New York--The Jewelers Vigilance Committee (JVC) is reminding jewelry retailers that those who offer customers credit through in-house financing, branded credit card programs, layaway facilities or any other credit arrangements, must have an identity theft prevention program in place by Oct. 1.

The requirements are part of the Federal Trade Commission's new "Red Flags Rule," which has been in effect since Jan. 1, 2008. The FTC rule is designed to prevent thieves from stealing identity information for fraudulent purposes, the JVC said in a media release issued on Friday.

Financial institutions and creditors must comply with the guidelines. However, jewelry businesses that only accept credit cards as a form of payment are not considered creditors, and therefore do not have compliance obligations, the JVC says.

The rules require a business covered by the rule to establish a written program designed to detect "red flags" that might indicate a criminal's attempt to steal identity information, and to put in place a program to prevent such thefts. This program must be integrated into daily business operations and can be tailored to the risks that a business' own credit program presents. Examples of "red flags" include alerts from a credit reporting company about suspicious identification documents, or activity on the Internet that indicates an attempt to access identification information by an unauthorized third party, according to the JVC.

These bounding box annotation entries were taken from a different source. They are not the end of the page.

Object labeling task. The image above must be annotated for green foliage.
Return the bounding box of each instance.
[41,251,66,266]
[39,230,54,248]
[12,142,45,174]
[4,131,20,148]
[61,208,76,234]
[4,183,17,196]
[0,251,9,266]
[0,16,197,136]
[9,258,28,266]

The JVC's Web site, JVCLegal.org, will include information and updates about the new Red Flags regulations. The JVC is also developing an easy-to-use Red Flags compliance program on CD for jewelers who must comply with the new regulations. The CDs will include forms and templates for jewelers to customize and adapt for their individual businesses and will be available for sale at a "modest cost" on the JVC's site with discounts given to members, the release said.